By dario2994, history, 15 months ago,

While trying to squeeze my solution of 1336E2 - Chiori and Doll Picking (hard version) into the time limit, I have encountered an unexpectedly large difference in the execution times among the various C++ compilers offered by Codeforces. Since I think it is something worth knowing, I am sharing this discovery.

Consider the following minimal working example (it generates $2N=30$ random $56$-bits numbers and computes the sum of the bits of the xors of all the subsets of the $30$ numbers).

Code

The important lines are the following ones, where the functions __builtin_popcountll and xor are called $2^{30}$ times.

 ULL res = 0;
for (int i = 0; i < (1<<N); i++) for (int j = 0; j < (1<<N); j++) {
res += __builtin_popcountll(c[i]^d[j]);
}


Executing the above program in Codeforces custom invocation yields these execution times:

 Compiler                         Execution Time
GNU GCC C11 5.1.0                4040 ms
GNU G++11 5.1.0                  4102 ms
GNU G++14 6.4.0                  1123 ms
GNU G++17 7.3.0                  1107 ms
GNU G++17 9.2.0 (64bit, msys 2)  374 ms


Notice that the 64bit-native compiler produces a much faster executable (and notice also that among the other compilers there is quite a difference).

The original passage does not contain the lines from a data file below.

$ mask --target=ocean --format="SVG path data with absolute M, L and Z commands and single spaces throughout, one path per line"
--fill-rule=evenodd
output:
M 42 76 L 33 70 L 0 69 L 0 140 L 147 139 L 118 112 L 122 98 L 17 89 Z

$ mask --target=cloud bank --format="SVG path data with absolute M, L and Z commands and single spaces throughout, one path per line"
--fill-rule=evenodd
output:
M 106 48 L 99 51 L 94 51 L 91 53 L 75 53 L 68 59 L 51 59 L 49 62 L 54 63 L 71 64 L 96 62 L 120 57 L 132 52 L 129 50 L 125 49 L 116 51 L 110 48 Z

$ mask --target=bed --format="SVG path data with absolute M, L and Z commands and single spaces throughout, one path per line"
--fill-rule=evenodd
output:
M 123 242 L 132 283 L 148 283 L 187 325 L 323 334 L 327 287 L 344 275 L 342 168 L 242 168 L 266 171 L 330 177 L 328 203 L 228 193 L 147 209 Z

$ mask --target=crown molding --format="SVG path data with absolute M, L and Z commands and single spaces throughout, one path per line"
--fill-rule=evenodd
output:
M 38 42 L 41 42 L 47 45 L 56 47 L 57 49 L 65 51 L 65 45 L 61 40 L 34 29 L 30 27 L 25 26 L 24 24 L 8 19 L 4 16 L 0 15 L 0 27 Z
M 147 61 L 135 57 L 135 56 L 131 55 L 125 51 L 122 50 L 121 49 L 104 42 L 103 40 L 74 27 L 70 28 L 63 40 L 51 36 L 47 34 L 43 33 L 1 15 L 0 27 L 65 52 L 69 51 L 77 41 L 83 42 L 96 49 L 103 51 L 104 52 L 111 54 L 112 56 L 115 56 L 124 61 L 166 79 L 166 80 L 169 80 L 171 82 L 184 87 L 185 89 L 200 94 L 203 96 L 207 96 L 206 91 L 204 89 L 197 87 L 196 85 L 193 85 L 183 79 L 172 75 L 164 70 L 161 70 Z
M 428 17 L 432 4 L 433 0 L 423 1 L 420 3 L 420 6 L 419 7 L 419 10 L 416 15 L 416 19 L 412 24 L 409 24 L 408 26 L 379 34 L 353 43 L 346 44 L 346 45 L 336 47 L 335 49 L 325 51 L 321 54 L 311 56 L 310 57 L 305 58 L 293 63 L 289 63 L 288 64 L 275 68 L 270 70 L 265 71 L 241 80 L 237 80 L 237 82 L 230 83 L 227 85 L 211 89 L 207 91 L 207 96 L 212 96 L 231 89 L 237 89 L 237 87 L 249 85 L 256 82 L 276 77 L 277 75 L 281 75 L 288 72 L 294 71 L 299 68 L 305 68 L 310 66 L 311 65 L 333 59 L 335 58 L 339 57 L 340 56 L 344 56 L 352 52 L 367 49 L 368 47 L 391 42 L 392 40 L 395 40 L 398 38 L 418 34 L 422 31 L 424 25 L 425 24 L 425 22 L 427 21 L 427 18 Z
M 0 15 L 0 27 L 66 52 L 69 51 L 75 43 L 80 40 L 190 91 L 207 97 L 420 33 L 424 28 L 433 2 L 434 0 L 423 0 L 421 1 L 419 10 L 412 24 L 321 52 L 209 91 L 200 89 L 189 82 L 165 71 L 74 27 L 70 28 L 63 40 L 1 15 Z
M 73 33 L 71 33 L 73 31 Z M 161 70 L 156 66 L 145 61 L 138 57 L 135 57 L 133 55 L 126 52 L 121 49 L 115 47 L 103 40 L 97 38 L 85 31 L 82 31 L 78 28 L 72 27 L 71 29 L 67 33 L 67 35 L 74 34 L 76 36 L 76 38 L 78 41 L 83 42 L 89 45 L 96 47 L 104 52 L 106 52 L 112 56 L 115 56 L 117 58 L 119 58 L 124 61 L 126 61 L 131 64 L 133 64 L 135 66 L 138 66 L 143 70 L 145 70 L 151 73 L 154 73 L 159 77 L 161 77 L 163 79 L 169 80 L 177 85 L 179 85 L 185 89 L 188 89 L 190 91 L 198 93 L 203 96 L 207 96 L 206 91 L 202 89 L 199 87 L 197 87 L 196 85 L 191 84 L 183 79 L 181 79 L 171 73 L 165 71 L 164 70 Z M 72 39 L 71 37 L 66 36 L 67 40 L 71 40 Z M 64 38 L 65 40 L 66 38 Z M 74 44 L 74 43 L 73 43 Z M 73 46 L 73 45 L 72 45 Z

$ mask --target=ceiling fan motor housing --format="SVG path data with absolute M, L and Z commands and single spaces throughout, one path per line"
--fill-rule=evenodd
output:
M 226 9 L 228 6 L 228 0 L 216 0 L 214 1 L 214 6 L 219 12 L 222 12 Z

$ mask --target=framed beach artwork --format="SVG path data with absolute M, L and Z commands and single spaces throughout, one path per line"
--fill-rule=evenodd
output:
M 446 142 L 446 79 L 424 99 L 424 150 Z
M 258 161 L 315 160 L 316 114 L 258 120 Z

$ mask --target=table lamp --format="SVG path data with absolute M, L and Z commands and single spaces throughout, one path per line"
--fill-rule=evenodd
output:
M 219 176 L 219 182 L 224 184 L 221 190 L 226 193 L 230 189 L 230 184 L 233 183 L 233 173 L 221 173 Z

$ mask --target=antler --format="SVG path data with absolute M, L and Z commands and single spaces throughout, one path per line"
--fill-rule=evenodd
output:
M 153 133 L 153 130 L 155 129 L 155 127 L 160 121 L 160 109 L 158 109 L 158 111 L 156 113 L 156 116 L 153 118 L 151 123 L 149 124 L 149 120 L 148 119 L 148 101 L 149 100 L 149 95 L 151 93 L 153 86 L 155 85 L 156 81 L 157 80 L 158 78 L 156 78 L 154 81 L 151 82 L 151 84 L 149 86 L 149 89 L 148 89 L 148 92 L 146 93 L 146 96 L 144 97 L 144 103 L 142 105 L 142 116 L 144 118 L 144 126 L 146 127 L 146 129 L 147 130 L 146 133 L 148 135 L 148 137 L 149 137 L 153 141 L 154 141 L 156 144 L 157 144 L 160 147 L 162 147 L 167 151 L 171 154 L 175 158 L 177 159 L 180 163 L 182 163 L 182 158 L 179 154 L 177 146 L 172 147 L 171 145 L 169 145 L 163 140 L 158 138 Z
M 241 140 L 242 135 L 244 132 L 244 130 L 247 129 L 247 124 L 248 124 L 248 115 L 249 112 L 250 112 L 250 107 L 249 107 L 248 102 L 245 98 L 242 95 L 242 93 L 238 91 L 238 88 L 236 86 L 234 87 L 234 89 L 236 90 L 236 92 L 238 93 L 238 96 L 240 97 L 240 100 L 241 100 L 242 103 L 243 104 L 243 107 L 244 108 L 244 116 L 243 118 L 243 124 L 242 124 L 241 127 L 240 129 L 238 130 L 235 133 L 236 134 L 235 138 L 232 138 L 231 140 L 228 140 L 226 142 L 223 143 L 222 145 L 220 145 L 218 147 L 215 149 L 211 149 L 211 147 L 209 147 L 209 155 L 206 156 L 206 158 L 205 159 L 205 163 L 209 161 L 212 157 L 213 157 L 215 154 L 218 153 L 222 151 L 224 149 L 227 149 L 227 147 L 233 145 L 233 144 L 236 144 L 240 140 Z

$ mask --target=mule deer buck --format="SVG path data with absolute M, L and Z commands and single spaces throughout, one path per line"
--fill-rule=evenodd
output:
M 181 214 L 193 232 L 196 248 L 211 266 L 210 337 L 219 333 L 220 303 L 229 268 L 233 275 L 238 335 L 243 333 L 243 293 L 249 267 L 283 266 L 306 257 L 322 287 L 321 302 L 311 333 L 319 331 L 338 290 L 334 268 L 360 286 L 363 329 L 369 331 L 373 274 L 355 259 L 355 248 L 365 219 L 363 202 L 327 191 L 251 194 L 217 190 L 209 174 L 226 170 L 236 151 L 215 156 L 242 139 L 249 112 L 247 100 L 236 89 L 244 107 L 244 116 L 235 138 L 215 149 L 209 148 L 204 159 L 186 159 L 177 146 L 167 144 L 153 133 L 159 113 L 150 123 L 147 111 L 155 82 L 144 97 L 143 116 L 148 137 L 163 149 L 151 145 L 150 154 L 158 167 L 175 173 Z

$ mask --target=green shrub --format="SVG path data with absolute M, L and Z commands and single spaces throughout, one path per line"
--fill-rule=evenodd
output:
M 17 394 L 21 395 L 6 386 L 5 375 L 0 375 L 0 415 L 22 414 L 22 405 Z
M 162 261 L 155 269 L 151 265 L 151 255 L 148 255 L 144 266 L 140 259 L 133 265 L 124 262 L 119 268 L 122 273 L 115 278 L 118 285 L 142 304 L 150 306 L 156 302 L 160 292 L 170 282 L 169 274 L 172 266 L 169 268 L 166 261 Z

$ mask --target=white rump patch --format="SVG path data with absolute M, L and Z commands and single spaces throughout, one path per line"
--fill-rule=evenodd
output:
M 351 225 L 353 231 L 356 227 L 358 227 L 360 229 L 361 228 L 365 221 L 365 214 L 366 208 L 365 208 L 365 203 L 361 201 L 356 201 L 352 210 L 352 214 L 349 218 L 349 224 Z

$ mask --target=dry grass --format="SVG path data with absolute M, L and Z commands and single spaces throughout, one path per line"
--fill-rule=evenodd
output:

Hence, next time you have to optimize a solution with a lot of bit-operations on 64bit integers (and, in fact, this situation is not so uncommon), consider using the compiler GNU G++17 9.2.0 (64bit, msys 2).

It might be that the differences among the execution times are due to the way I have written the program (maybe the wrong PRAGMAS? Maybe preventing some compilers from optimizing because of a certain idiom? Maybe something else?), if this is the case, please enlighten me!

• +33